MCS 270: Object-Oriented Software Development (Spring 2010)

Project Lab 1: Parser/Evaluator


Objective

Your assignment in this lab is to re-do in Java the shift-reduce parsing and evaluation lab which most of you did in Python in CS II. (By my count, three of you did it in Java, but the version I am giving you is a little different from the one you used, and I'm giving you some extra tasks.) I will give you a Java version of the initial form of that evaluator, much like the initial Python version most of you got in CS II. Your main task is to add the factorial operation to that evaluator. Additionally, I ask that you add appropriate documentation comments to those files and do a specific task which was given as an extra credit opportunity in CS II (see the Extra credit opportunities section below).

For your convenience, I include below links to the four previous semesters of the corresponding CS II lab, which I believe should cover all of you. You might also want to review section 13.2 of Concrete Abstractions.

Allowable collaboration

I will have you do a number of the in groups. This lab, however, I want you to do individually, since I want to be sure that all of you have mastered this level of Java and have become comfortable with MyEcipse. This means the coding must be entirely yours. However, feel free to help each other with using MyEclipse.

Getting started

I recommend that you start a new Java project in MyEclipse (call it Evaluator, or LabProject1, or whatever you want). Since I want you to start using packages and I put my files in a package called evaluator, you should next create a package called evaluator in your project. The java files I wrote can be found in evaluator.zip, which you should download somewhere. You can then install them into your project by moving or copying them into the src/evaluator subdirectory in your project (you will probably have to do this outside of MyEclipse). After doing this, you should right-click the Project Explorer window and select Refresh from the pop-up window. You should then see the four files I wrote in the evaluator package of your project.

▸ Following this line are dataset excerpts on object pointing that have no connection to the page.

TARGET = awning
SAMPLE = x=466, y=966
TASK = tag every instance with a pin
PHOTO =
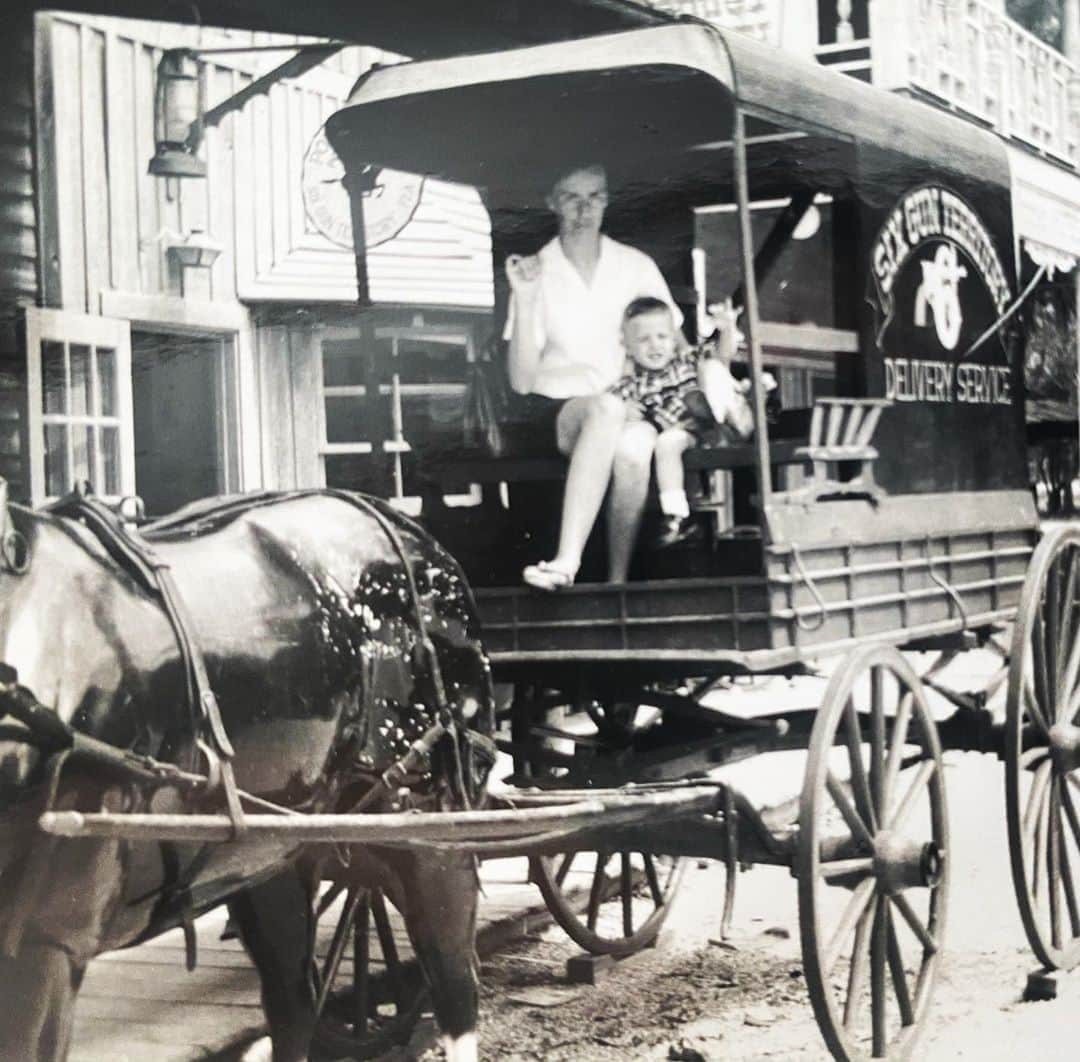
x=1045, y=210
x=669, y=86
x=408, y=27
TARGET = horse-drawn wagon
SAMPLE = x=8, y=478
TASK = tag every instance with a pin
x=892, y=513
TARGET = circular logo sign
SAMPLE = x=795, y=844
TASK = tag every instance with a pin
x=388, y=207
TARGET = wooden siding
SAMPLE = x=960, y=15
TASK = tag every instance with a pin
x=109, y=222
x=18, y=242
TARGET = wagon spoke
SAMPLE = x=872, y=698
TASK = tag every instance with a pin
x=846, y=808
x=652, y=878
x=1068, y=643
x=899, y=740
x=1035, y=797
x=877, y=977
x=596, y=891
x=856, y=972
x=860, y=785
x=1070, y=811
x=899, y=976
x=1031, y=703
x=877, y=740
x=1067, y=606
x=1041, y=823
x=389, y=948
x=326, y=900
x=338, y=941
x=1053, y=860
x=856, y=905
x=1050, y=626
x=361, y=964
x=1067, y=881
x=906, y=805
x=1040, y=669
x=926, y=938
x=564, y=868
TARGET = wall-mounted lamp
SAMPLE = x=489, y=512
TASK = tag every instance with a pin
x=179, y=103
x=196, y=251
x=177, y=117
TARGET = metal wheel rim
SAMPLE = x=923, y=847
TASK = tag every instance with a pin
x=662, y=885
x=340, y=1038
x=544, y=871
x=873, y=927
x=1051, y=805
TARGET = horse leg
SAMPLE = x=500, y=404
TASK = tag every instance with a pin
x=37, y=998
x=275, y=924
x=440, y=909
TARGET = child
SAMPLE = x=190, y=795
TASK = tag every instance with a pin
x=676, y=391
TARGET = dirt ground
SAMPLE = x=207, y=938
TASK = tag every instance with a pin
x=696, y=998
x=693, y=997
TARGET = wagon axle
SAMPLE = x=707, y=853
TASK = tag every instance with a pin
x=1065, y=747
x=902, y=863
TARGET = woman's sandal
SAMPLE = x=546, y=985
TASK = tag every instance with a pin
x=547, y=576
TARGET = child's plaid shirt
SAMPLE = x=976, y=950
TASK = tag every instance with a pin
x=661, y=393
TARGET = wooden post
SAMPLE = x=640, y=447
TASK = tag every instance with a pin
x=360, y=185
x=751, y=319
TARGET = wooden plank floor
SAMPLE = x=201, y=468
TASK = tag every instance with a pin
x=140, y=1005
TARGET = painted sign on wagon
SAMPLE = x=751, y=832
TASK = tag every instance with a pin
x=941, y=295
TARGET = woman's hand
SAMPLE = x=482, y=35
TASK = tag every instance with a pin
x=524, y=273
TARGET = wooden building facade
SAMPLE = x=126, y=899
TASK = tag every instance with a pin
x=126, y=367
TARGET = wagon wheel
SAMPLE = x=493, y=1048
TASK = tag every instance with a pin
x=1042, y=751
x=368, y=999
x=629, y=892
x=872, y=858
x=630, y=896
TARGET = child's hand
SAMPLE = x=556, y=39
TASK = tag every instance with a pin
x=523, y=273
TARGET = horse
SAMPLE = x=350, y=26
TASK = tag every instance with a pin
x=334, y=634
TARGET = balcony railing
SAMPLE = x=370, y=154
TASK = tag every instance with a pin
x=962, y=54
x=968, y=55
x=754, y=17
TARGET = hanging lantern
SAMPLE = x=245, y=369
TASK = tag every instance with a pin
x=177, y=117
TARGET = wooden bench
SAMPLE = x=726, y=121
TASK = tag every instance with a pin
x=840, y=432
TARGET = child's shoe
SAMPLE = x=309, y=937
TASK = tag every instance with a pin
x=678, y=531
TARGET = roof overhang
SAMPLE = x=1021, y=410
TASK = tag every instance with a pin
x=1045, y=206
x=408, y=27
x=768, y=83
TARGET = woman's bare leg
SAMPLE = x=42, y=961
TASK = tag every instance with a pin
x=589, y=430
x=630, y=487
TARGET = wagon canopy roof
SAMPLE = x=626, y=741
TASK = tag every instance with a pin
x=666, y=92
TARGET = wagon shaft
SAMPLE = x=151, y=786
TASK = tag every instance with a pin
x=396, y=829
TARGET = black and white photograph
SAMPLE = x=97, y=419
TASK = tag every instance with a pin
x=539, y=532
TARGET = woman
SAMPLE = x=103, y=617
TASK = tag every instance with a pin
x=565, y=352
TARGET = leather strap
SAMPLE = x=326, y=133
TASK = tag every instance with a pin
x=153, y=575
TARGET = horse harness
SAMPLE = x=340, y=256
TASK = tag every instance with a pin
x=135, y=556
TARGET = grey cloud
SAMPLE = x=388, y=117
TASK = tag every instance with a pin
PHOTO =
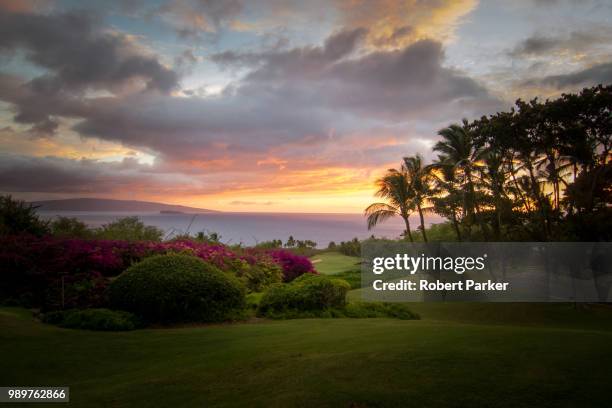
x=576, y=41
x=294, y=98
x=336, y=46
x=194, y=17
x=49, y=174
x=78, y=56
x=597, y=74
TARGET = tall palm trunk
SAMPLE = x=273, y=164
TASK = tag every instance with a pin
x=456, y=225
x=408, y=232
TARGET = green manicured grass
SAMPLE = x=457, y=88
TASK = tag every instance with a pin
x=551, y=355
x=329, y=263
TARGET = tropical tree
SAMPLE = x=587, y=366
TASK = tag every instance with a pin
x=458, y=151
x=395, y=188
x=420, y=179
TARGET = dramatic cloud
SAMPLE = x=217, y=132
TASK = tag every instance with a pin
x=53, y=175
x=192, y=17
x=577, y=42
x=257, y=102
x=78, y=56
x=397, y=23
x=598, y=74
x=291, y=98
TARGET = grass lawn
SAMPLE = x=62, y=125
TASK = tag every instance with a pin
x=528, y=355
x=329, y=263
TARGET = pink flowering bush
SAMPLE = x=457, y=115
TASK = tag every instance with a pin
x=55, y=273
x=293, y=265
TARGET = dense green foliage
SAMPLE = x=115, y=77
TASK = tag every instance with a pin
x=177, y=288
x=362, y=310
x=70, y=227
x=349, y=248
x=308, y=293
x=19, y=217
x=93, y=319
x=540, y=172
x=260, y=275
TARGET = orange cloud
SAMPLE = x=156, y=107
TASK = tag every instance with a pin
x=398, y=23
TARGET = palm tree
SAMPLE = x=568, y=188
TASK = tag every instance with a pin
x=458, y=151
x=420, y=180
x=394, y=186
x=446, y=198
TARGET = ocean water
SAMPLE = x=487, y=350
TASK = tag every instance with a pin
x=250, y=228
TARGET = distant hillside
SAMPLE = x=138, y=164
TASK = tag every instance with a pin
x=101, y=204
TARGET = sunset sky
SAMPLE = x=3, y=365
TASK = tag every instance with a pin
x=288, y=106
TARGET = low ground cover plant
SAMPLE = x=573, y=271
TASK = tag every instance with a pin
x=93, y=319
x=177, y=288
x=308, y=293
x=62, y=273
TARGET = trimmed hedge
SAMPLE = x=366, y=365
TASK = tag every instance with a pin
x=93, y=319
x=304, y=294
x=177, y=288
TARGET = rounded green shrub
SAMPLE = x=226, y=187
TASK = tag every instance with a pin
x=308, y=293
x=93, y=319
x=177, y=288
x=258, y=276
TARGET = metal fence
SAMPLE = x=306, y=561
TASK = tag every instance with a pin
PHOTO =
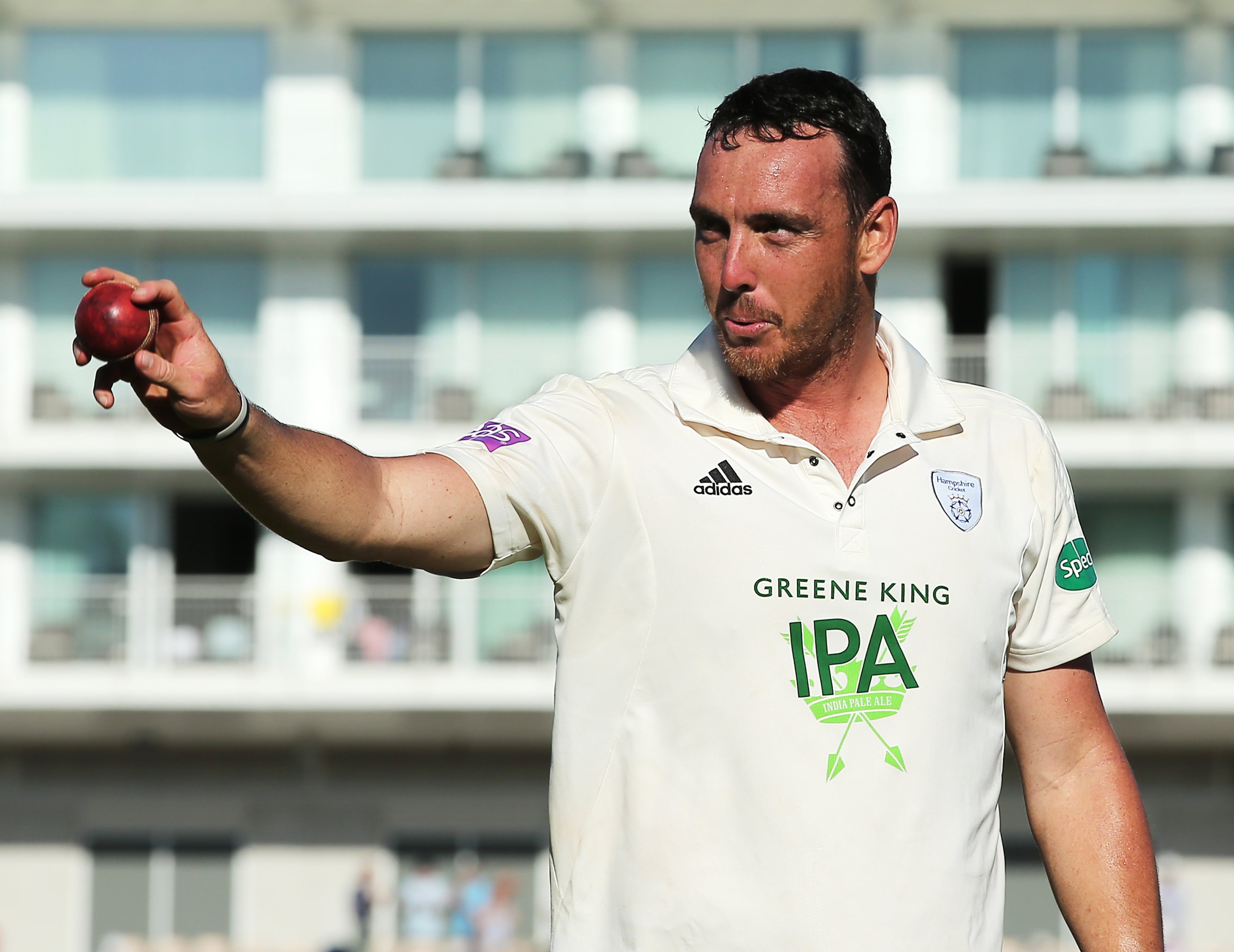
x=214, y=620
x=399, y=619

Next, open these four files and run the file Evaluator.java in MyEclpse as a Java application. You should note that the main procedure in Evaluator.java has a single variable called expressionString which is set to a specific expression for evaluation. Feel free to modify this, for example by having it test multiple expressions or take input as an argument.

Documentation comments

Documentation comments are described on pages 162-166 of chapter 4 of our Core Java textbook, and I will talk about them in class on Friday. You should get into the habit of commenting your code well, from the very beginning. Sun supplies a program called javadoc which will take the documentation comments you have written in your code and create a suite of html files which describes the packages being documented, exactly as is done in the Java API documentation I have shown you.

Extra credit opportunities (though, not exactly)

All of the previous four semesters of CS II provided extra-credit opportunities for their projects, with the three most recent semesters providing one more opportunity than Spring 2008. I will expect you to at least do robust error checks by throwing Exceptions when they occur, and then handling those Exceptions appropriately. I encourage you to try some of the other extra credit options as well.

What to hand in

Please email me all of the java files used in your program. Easiest would be to package the whole package up into a zip file, but you may email them individually, if you prefer.

Possible addition

If I have time, I will show you to run JUnit tests on this program.